On the homotopy types of $\mathrm{Sp}(n)$ gauge groups

TL;DR

This paper refines the classification of homotopy types of gauge groups of principal Sp(n)-bundles over S^4, relating it to Samelson products and classifying p-local types under specific conditions.

Contribution

It improves previous results on the homotopy types of Sp(n) gauge groups and connects these types with Samelson products, providing a detailed p-local classification.

Findings

Refined the homotopy classification of gauge groups of Sp(n) bundles.

Connected homotopy types with the order of Samelson products in Sp(n).
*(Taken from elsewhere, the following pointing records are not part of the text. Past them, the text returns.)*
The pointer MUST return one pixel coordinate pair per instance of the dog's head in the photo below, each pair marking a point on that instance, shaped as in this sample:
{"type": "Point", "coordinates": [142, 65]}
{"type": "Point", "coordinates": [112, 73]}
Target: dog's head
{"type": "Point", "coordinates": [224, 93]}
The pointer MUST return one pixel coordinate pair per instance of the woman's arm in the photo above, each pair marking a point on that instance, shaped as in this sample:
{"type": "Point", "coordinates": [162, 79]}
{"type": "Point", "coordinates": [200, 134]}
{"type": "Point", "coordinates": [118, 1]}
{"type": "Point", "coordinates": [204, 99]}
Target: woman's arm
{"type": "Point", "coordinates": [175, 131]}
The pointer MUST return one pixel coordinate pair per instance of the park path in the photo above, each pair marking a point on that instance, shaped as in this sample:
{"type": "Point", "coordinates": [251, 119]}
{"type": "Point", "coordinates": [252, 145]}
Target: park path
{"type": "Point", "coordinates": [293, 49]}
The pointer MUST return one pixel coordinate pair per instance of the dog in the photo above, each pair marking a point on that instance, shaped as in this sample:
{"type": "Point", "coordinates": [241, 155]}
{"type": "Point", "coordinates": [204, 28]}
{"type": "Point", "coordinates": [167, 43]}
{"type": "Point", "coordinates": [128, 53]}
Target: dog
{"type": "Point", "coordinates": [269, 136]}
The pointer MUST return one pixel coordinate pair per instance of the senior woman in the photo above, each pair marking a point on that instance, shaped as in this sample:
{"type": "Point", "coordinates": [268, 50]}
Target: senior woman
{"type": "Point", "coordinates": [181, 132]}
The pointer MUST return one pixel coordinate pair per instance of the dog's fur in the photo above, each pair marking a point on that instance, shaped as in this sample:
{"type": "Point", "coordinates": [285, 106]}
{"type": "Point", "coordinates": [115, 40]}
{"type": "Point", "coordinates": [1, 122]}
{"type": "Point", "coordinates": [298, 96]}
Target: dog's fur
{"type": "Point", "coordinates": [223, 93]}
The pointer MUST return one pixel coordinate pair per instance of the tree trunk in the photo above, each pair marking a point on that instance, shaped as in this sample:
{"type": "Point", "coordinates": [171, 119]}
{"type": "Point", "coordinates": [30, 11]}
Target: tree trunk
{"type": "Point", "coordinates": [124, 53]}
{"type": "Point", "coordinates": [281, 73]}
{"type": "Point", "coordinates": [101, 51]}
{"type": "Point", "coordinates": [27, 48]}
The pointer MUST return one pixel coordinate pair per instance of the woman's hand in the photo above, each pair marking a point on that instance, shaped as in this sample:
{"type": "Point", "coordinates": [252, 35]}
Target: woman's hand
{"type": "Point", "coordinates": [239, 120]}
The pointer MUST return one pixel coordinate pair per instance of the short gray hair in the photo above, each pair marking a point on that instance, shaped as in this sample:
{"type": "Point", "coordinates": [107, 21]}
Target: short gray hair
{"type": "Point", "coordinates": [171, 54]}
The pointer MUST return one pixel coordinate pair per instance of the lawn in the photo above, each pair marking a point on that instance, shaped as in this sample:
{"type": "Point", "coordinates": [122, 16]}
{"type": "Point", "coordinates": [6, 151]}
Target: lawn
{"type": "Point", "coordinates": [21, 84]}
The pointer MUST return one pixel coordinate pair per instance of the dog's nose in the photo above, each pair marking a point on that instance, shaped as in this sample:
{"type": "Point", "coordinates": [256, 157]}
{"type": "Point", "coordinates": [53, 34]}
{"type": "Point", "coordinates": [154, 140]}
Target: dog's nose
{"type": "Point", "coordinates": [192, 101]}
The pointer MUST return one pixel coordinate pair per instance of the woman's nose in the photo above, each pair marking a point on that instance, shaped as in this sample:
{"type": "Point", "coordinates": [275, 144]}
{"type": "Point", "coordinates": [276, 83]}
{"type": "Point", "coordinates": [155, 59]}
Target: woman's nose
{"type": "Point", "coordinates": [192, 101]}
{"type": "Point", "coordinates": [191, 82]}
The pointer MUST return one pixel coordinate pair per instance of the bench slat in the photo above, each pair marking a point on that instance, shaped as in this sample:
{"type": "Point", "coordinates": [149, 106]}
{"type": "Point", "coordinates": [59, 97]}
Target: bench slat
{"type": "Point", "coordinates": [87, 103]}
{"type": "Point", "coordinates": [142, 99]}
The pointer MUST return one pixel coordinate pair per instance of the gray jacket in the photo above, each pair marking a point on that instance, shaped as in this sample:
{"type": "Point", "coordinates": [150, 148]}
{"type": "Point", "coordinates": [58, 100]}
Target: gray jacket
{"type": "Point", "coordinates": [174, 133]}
Classified p-local homotopy types for certain primes and n.

Abstract

Let $\mathcal{G}_{k,n}$ be the gauge group of the principal $\mathrm{Sp}(n)$-bundle over $S^4$ corresponding to $k\in\mathbb{Z}\cong\pi_3(\mathrm{Sp}(n))$. We refine the result of Sutherland on the homotopy types of $\mathcal{G}_{k,n}$ and relate it with the order of a certain Samelson product in $\mathrm{Sp}(n)$. Then we classify the $p$-local homotopy types of $\mathcal{G}_{k,n}$ for $(p-1)^2+1\ge 2n$.